44 Potem faraon powiedział do Józefa: Ja jestem faraonem, ale bez twojej zgody nikt nic nie uczyni w całej ziemi egipskiej. 45 Faraon nadał też Józefowi imię Safnat Paneach a za żonę dał mu Asenat, córkę Poti Fery, kapłana z On. Następnie Józef zaczął objeżdżać ziemię egipską. 46 Miał trzydzieści lat, kiedy stanął przed faraonem, królem Egiptu. Po wyjściu od faraona przemierzył całą ziemię egipską. 47 W ciągu tych siedmiu lat ziemia rodziła obficie. 48 A on przez te siedem lat, które nastały w ziemi egipskiej, gromadził całą żywność i składował ją w miastach. W każdym mieście składował żywność z okolicznych pól. 49 W ten sposób Józef nagromadził zboża jak piasku morskiego, takie mnóstwo, że przestano je mierzyć, bo nie było miary.
Synowie Józefa
50 Zanim nastały lata głodu Asenat, córka Poti Fery, kapłana z On, urodziła Józefowi dwóch synów. 51 Pierworodnemu Józef dał na imię Manasses, powiedział bowiem: Bóg pozwolił mi zapomnieć o mojej udręce i o całym domu mego ojca. 52 A drugiemu dał na imię Efraim, powiedział bowiem: Bóg uczynił mnie płodnym w kraju mojej niedoli.
53 Siedem lat dostatku w ziemi egipskiej dobiegło końca. 54 Po nich nadeszło siedem lat głodu, jak zapowiedział Józef. I kiedy we wszystkich krajach zapanował głód, to w całej ziemi egipskiej był chleb. 55 Gdy cały Egipt zaczął cierpieć głód i lud wołał do faraona o chleb, faraon mówił do wszystkich Egipcjan: Idźcie do Józefa!

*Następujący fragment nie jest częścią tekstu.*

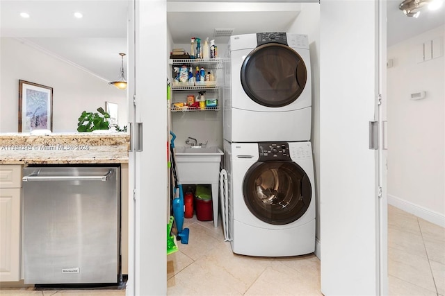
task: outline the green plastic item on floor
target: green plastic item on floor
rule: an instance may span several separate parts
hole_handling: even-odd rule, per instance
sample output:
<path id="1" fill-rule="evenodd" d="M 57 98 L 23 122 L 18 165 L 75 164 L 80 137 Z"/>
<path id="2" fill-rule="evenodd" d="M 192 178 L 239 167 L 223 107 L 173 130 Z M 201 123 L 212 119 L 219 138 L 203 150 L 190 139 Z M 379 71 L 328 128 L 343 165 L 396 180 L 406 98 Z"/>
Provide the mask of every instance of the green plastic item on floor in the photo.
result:
<path id="1" fill-rule="evenodd" d="M 170 255 L 178 251 L 178 246 L 176 245 L 175 236 L 172 234 L 172 226 L 173 226 L 174 218 L 170 216 L 170 220 L 167 224 L 167 254 Z"/>

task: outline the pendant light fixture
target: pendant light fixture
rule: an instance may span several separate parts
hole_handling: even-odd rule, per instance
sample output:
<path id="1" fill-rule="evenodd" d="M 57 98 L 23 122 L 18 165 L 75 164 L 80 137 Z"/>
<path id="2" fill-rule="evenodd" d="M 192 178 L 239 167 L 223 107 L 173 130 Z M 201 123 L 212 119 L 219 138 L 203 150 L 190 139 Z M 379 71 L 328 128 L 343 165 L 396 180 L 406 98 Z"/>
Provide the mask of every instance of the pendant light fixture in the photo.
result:
<path id="1" fill-rule="evenodd" d="M 120 71 L 119 72 L 119 78 L 116 81 L 111 81 L 108 85 L 113 85 L 119 89 L 125 89 L 127 88 L 127 81 L 125 81 L 125 73 L 124 72 L 124 55 L 125 53 L 120 53 L 119 55 L 122 58 L 122 64 L 120 65 Z"/>
<path id="2" fill-rule="evenodd" d="M 421 10 L 423 6 L 427 6 L 430 10 L 438 9 L 444 0 L 405 0 L 399 6 L 398 8 L 403 11 L 407 17 L 419 17 Z"/>

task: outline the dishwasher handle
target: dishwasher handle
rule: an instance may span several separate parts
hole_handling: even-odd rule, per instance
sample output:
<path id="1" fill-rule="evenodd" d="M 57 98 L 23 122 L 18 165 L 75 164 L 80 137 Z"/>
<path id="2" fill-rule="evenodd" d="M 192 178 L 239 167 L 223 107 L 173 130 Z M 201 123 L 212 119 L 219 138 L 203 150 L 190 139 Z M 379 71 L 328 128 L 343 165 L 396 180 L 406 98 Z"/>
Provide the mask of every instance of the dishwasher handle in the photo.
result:
<path id="1" fill-rule="evenodd" d="M 104 175 L 98 176 L 39 176 L 33 174 L 22 178 L 24 182 L 28 181 L 107 181 L 111 175 L 112 170 Z"/>

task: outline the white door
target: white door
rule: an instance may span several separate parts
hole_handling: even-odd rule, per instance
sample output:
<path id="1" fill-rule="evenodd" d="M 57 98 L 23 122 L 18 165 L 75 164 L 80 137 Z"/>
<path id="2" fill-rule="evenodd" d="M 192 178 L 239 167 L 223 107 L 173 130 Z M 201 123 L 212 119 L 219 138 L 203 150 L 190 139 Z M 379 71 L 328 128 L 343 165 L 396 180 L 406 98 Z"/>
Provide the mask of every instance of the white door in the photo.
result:
<path id="1" fill-rule="evenodd" d="M 381 148 L 369 147 L 370 121 L 380 120 L 382 2 L 322 0 L 320 5 L 318 182 L 325 295 L 387 293 Z"/>
<path id="2" fill-rule="evenodd" d="M 127 295 L 167 294 L 166 0 L 129 0 L 130 229 Z"/>

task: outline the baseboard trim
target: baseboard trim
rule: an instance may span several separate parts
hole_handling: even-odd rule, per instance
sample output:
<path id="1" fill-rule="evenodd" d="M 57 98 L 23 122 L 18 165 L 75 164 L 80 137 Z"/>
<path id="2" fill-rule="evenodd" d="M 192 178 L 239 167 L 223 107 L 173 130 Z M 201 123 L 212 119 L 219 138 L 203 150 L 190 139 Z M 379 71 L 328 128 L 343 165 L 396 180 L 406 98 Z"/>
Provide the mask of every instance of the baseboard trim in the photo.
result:
<path id="1" fill-rule="evenodd" d="M 315 254 L 315 256 L 317 256 L 317 258 L 318 258 L 319 259 L 321 259 L 321 244 L 320 244 L 320 240 L 318 239 L 318 237 L 315 238 L 315 252 L 314 252 Z"/>
<path id="2" fill-rule="evenodd" d="M 387 195 L 387 198 L 388 204 L 412 214 L 437 225 L 445 227 L 445 216 L 390 194 Z"/>

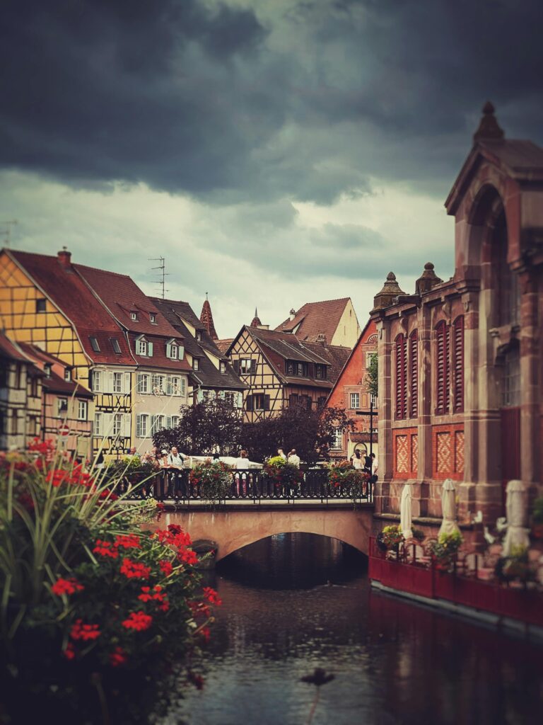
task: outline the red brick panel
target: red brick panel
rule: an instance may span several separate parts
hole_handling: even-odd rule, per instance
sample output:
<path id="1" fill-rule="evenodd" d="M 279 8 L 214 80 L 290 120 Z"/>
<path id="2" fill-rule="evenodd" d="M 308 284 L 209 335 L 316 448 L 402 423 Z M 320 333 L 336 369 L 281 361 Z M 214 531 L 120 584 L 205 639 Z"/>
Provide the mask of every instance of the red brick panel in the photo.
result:
<path id="1" fill-rule="evenodd" d="M 461 481 L 464 474 L 464 426 L 434 426 L 432 431 L 433 477 Z"/>

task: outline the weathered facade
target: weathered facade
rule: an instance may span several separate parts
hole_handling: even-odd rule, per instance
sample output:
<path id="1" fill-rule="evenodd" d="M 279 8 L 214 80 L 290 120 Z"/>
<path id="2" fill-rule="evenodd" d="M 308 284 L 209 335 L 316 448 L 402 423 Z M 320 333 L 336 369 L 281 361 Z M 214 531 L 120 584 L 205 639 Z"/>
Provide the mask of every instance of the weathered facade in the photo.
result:
<path id="1" fill-rule="evenodd" d="M 378 512 L 439 517 L 443 481 L 458 481 L 461 520 L 503 513 L 504 485 L 542 481 L 543 150 L 503 137 L 487 104 L 446 202 L 455 271 L 427 263 L 414 294 L 391 273 L 375 297 Z"/>
<path id="2" fill-rule="evenodd" d="M 368 391 L 368 370 L 371 358 L 377 355 L 377 331 L 370 320 L 362 331 L 358 341 L 353 348 L 348 360 L 327 401 L 329 407 L 345 408 L 349 419 L 354 423 L 353 431 L 338 431 L 331 454 L 336 458 L 350 458 L 355 450 L 368 455 L 377 455 L 377 399 Z M 375 415 L 364 415 L 375 413 Z"/>

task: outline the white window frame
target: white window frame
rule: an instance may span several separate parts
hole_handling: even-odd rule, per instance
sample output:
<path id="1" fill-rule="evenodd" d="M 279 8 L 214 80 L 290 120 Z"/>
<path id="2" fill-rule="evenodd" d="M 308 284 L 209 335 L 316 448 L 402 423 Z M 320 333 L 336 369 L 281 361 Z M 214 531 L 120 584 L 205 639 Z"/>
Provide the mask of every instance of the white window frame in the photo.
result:
<path id="1" fill-rule="evenodd" d="M 88 403 L 86 400 L 77 401 L 77 420 L 86 420 L 88 418 Z"/>
<path id="2" fill-rule="evenodd" d="M 136 378 L 136 392 L 141 395 L 149 395 L 151 394 L 149 383 L 148 373 L 138 373 Z"/>

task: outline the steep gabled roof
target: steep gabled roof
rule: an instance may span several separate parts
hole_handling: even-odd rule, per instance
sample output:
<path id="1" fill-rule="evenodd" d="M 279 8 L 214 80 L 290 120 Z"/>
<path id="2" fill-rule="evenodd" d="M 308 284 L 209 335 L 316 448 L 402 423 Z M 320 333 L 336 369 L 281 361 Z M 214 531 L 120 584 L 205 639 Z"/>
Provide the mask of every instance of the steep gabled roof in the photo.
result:
<path id="1" fill-rule="evenodd" d="M 122 331 L 106 307 L 96 298 L 73 265 L 64 267 L 56 257 L 7 249 L 13 260 L 73 324 L 88 357 L 97 363 L 135 365 Z M 90 337 L 96 337 L 96 352 Z M 114 352 L 111 338 L 121 349 Z"/>
<path id="2" fill-rule="evenodd" d="M 320 335 L 324 335 L 326 341 L 331 342 L 350 299 L 342 297 L 321 302 L 306 302 L 295 313 L 293 320 L 287 318 L 275 329 L 280 332 L 294 332 L 296 337 L 308 342 L 316 342 Z"/>

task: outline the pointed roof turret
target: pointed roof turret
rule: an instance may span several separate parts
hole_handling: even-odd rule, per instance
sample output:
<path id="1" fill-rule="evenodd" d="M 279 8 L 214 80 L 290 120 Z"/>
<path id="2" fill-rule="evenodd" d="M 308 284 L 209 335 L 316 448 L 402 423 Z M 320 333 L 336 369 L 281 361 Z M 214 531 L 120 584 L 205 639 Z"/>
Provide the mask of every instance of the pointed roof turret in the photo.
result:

Róbcie wszystko, co wam powie! 56 Tak więc głód panował w całym kraju. Wtedy Józef otworzył wszystkie spichlerze ze zbożem i sprzedawał je Egipcjanom. A głód potężniał w ziemi egipskiej. 57 Ze wszystkich też krajów przybywano do Egiptu, aby kupować zboże od Józefa, bo na całej ziemi był wielki głód.